La pelota se deslizó hacia el arco, mis manos fueron hacia mi cabeza como evitando que cayera del cuerpo, sosteniéndola. El arquero insultó para si mismo en voz muy baja pero llegué a escucharlo. El Cheto abrió los brazos como Cani pidiéndosela al Diego. Lo vi y lamenté haber originado en mi cabeza un paralelismo entre este ser humano y el "Hijo del Viento".
El balón estaba llegando al arco, en el instante preciso en el que iba a cruzar la línea que divide la tristeza de la alegría, tocó otra piedrita, pegó en el buzo que hacía de palo y fue tan pero tan despacito, que se quedó apoyada en el buzo/palo como descansando.

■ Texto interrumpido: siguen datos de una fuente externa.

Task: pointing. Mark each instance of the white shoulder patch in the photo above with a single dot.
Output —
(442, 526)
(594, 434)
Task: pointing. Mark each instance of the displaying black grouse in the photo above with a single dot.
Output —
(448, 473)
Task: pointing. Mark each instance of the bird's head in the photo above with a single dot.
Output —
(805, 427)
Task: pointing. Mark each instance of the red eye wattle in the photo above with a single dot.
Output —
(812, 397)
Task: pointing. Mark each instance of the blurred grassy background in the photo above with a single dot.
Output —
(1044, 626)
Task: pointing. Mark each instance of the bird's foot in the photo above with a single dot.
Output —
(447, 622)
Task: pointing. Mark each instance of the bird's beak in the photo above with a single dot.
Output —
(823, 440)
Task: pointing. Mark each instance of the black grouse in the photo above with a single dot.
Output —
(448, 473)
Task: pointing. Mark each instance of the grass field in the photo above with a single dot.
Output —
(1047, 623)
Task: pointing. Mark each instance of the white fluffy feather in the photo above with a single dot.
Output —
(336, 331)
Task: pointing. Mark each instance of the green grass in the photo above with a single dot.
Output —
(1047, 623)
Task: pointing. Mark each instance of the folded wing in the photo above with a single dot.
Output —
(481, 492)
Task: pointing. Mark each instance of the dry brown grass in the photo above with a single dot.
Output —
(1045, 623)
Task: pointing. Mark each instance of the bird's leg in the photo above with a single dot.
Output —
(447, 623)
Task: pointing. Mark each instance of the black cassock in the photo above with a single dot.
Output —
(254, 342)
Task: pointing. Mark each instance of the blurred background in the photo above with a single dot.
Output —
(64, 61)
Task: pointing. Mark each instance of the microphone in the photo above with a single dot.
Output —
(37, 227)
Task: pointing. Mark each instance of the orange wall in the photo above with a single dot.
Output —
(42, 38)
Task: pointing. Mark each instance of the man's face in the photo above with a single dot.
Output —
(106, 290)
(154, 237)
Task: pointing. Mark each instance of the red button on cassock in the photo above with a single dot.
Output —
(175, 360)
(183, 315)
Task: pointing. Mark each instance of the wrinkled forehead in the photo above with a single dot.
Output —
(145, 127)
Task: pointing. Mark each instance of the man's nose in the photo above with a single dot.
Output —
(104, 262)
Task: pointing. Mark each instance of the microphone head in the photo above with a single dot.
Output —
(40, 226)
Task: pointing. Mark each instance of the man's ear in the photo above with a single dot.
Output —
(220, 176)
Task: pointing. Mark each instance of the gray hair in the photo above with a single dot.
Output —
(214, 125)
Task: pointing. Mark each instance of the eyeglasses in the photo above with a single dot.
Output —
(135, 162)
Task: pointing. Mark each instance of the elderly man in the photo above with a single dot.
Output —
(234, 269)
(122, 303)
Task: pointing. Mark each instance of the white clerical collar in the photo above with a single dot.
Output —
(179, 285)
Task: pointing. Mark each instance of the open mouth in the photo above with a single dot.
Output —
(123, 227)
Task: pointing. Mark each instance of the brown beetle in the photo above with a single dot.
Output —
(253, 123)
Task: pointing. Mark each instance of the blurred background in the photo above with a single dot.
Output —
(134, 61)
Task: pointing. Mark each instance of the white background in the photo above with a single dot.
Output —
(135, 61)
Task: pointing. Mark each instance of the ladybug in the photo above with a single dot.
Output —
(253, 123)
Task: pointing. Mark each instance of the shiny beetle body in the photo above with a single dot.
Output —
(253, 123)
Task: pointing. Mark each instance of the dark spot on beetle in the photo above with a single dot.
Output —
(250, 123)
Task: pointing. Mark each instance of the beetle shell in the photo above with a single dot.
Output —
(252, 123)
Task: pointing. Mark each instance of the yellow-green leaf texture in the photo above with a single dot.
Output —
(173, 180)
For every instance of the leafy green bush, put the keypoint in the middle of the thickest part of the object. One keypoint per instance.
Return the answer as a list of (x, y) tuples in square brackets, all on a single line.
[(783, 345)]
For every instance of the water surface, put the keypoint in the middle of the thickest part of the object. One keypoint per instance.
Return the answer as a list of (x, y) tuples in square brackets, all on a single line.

De pronto se escucó un grito de El Cheto.
Gritó algo que supuse haber oído mal, pero no.
Sentí que la desazón y el reproche ante un gol pifiado, ante un pase no dado, ante una clara muestra de egoísmo típica de aquel que se sabe habilidoso, nunca había tenido tan precisa definición.
Vi que El Cheto miró hacia el cielo, sacudió repetidamente sus brazos que todavía estaban abiertos con la clara intención de que no hubiera dudas en su mensaje y gritó:
-"!¿ Qué tene'....tortícoli en lo' pieh?!"
Todos los demás nos quedamos discutiendo si era gol o no.